Cannot access the Inference Provider's service

Ramziiiiii · November 20, 2025, 9:38am

I have a Pro subscription, and I am trying to access the Wan-AI/Wan2.2-TI2V-5B model (or tencent/HunyuanVideo) via an asynchronous POST request to https://router.huggingface.co/hf-inference using my Bearer token. I am consistently receiving a 404 Not Found error, which suggests a routing or mapping issue on the server’s end."

John6666 · November 21, 2025, 12:25am

Usage of Inference Providers have some quirks.
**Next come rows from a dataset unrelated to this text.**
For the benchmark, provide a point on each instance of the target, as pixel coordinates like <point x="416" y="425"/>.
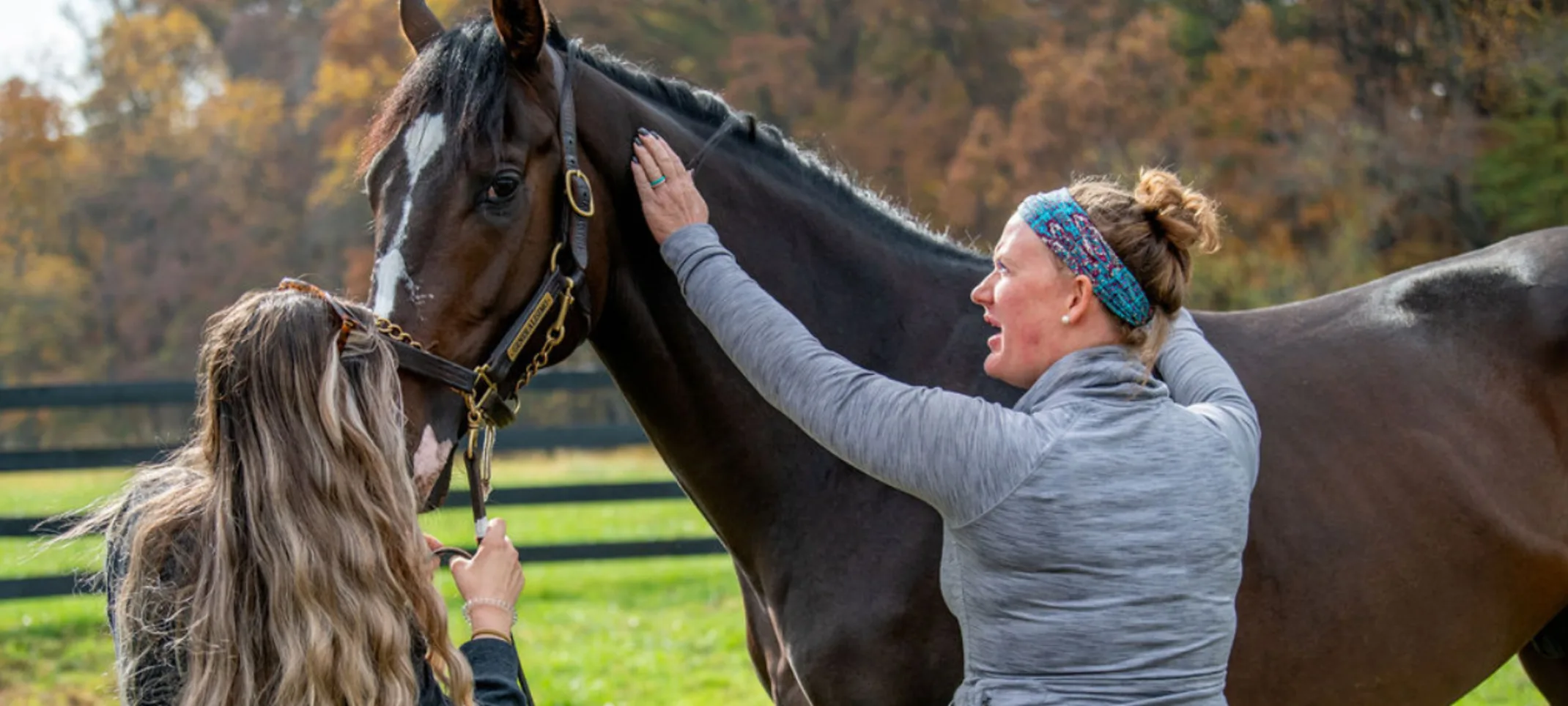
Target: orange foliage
<point x="1342" y="137"/>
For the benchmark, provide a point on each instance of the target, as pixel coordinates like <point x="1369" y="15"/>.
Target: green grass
<point x="650" y="631"/>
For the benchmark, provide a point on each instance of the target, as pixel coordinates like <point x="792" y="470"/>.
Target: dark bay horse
<point x="1410" y="524"/>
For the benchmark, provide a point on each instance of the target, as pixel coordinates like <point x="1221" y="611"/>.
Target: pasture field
<point x="646" y="631"/>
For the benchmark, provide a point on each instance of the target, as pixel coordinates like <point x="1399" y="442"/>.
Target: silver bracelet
<point x="506" y="606"/>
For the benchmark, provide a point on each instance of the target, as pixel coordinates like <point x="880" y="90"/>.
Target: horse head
<point x="480" y="211"/>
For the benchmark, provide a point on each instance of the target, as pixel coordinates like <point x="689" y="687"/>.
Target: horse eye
<point x="504" y="187"/>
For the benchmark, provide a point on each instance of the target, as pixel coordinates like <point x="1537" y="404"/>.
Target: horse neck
<point x="857" y="277"/>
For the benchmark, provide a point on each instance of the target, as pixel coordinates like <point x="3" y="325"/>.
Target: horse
<point x="1408" y="531"/>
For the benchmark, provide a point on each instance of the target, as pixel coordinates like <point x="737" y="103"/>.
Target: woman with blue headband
<point x="1093" y="532"/>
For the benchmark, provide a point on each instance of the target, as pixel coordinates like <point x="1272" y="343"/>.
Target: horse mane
<point x="466" y="73"/>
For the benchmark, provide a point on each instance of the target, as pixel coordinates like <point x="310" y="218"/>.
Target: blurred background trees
<point x="215" y="145"/>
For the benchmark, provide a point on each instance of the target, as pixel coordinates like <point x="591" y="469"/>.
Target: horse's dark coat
<point x="1408" y="530"/>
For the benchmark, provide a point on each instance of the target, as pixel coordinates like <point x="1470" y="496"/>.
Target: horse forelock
<point x="463" y="75"/>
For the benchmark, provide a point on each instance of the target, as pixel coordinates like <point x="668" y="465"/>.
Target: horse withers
<point x="1408" y="524"/>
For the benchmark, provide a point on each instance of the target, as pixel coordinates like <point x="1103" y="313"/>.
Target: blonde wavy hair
<point x="1155" y="229"/>
<point x="276" y="557"/>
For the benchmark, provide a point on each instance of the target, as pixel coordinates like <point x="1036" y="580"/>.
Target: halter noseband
<point x="489" y="391"/>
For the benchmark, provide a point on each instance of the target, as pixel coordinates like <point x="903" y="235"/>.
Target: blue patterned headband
<point x="1067" y="229"/>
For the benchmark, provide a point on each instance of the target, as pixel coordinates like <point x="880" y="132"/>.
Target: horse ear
<point x="522" y="26"/>
<point x="419" y="24"/>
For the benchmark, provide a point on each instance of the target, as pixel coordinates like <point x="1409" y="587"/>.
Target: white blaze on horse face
<point x="421" y="144"/>
<point x="429" y="458"/>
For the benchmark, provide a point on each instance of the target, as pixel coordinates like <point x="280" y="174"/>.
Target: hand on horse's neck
<point x="857" y="277"/>
<point x="866" y="289"/>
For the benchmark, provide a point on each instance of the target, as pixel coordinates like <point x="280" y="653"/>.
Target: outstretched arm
<point x="1200" y="380"/>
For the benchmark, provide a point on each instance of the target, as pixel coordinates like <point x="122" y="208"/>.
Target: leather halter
<point x="489" y="391"/>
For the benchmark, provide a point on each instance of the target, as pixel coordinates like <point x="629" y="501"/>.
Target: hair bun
<point x="1183" y="217"/>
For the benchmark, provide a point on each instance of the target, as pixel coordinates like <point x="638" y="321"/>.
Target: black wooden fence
<point x="513" y="438"/>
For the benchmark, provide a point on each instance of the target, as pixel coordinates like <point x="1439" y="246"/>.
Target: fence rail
<point x="514" y="438"/>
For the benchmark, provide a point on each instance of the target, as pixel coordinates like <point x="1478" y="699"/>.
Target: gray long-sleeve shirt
<point x="1093" y="532"/>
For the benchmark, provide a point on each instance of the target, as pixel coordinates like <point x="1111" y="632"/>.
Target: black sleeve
<point x="498" y="677"/>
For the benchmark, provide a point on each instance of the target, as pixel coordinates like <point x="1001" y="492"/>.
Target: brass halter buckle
<point x="572" y="193"/>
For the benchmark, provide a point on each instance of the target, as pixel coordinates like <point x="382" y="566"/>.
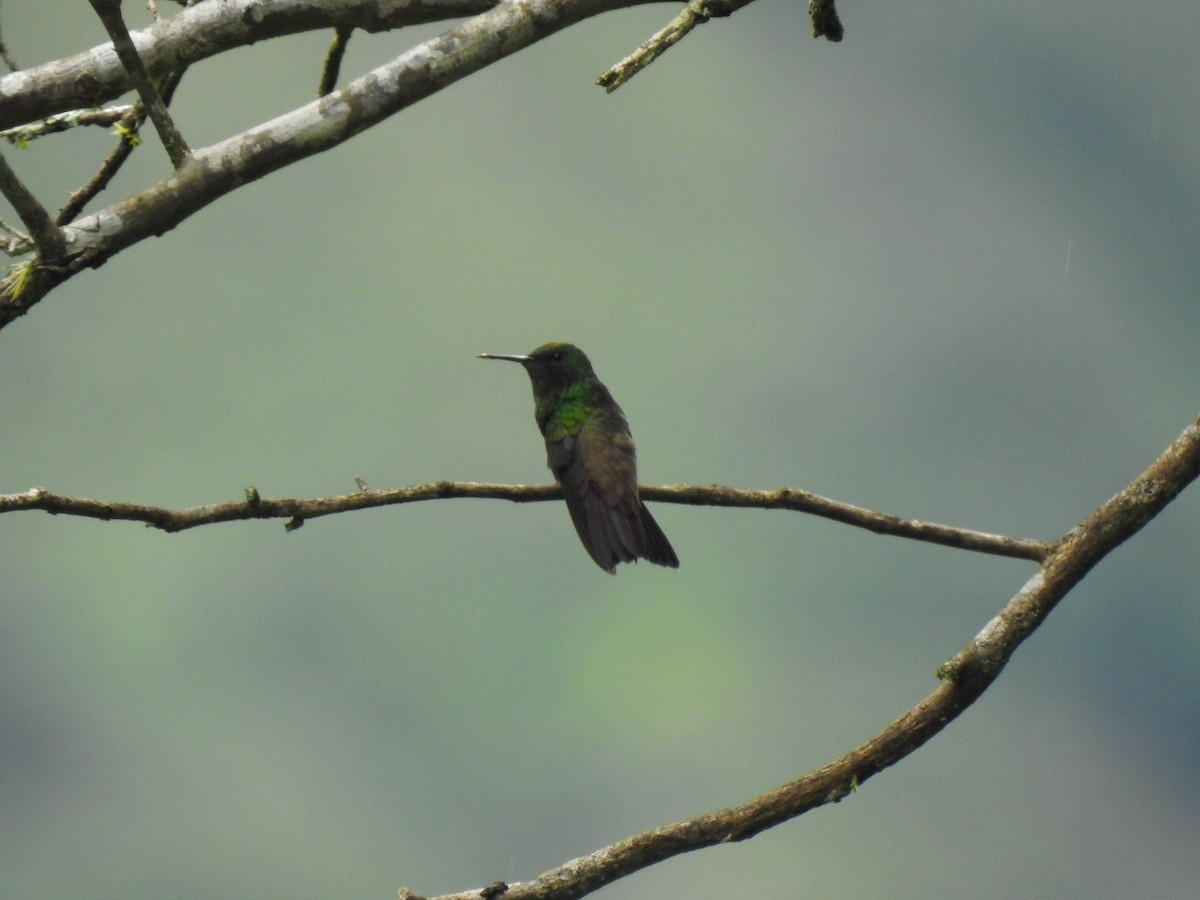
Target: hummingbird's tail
<point x="655" y="547"/>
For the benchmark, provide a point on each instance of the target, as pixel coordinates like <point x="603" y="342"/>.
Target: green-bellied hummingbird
<point x="591" y="451"/>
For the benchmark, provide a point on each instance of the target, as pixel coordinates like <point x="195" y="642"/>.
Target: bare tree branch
<point x="109" y="12"/>
<point x="501" y="30"/>
<point x="695" y="12"/>
<point x="46" y="237"/>
<point x="204" y="30"/>
<point x="964" y="679"/>
<point x="298" y="510"/>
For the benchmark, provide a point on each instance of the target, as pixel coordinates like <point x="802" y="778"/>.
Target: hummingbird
<point x="591" y="451"/>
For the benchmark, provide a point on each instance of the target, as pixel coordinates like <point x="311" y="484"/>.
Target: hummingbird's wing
<point x="598" y="473"/>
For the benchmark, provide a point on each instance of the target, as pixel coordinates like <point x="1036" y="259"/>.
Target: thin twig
<point x="127" y="127"/>
<point x="109" y="12"/>
<point x="696" y="12"/>
<point x="23" y="135"/>
<point x="298" y="510"/>
<point x="7" y="57"/>
<point x="333" y="66"/>
<point x="964" y="679"/>
<point x="47" y="237"/>
<point x="826" y="22"/>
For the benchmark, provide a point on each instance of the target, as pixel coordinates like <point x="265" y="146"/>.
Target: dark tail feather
<point x="655" y="549"/>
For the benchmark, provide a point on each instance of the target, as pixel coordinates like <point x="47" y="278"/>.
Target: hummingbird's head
<point x="552" y="367"/>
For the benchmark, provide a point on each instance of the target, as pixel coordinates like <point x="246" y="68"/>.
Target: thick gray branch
<point x="965" y="678"/>
<point x="215" y="171"/>
<point x="297" y="510"/>
<point x="197" y="33"/>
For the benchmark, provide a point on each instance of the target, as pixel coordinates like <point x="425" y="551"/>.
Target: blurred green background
<point x="945" y="269"/>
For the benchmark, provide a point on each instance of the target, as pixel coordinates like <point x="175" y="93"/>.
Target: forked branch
<point x="964" y="679"/>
The 404 is expected. You are calling the wrong endpoint and the wrong provider for those models. The router is behaving as designed; it is not a mapping bug on Hugging Face’s side.

I will break this into:

What your current call is doing.
How Hugging Face’s router + providers actually work.
Why Wan-AI/Wan2.2-TI2V-5B and tencent/HunyuanVideo 404 on hf-inference.
How to call these models correctly (sync + async).
How to keep your “asynchronous POST” architecture without fighting the API.

1. What you are doing now

You described:

You have a Pro subscription.

You send an asynchronous POST (from your own code) to:

POST https://router.huggingface.co/hf-inference
Authorization: Bearer hf_...
Content-Type: application/json

You get 404 Not Found consistently.

Two key problems at once:

https://router.huggingface.co/hf-inference by itself is not a valid inference route; it is just a prefix.

For HF Inference, official examples use a pattern like:

curl https://router.huggingface.co/hf-inference/models/facebook/bart-large-mnli \
  -H "Authorization: Bearer $HF_TOKEN" \
  -d '{"inputs": "...", "parameters": {...}}'

The models you want, Wan-AI/Wan2.2-TI2V-5B and tencent/HunyuanVideo, are not hosted by the hf-inference provider. They’re hosted by third-party Inference Providers such as Fal, WaveSpeedAI, Novita, etc. (Hugging Face)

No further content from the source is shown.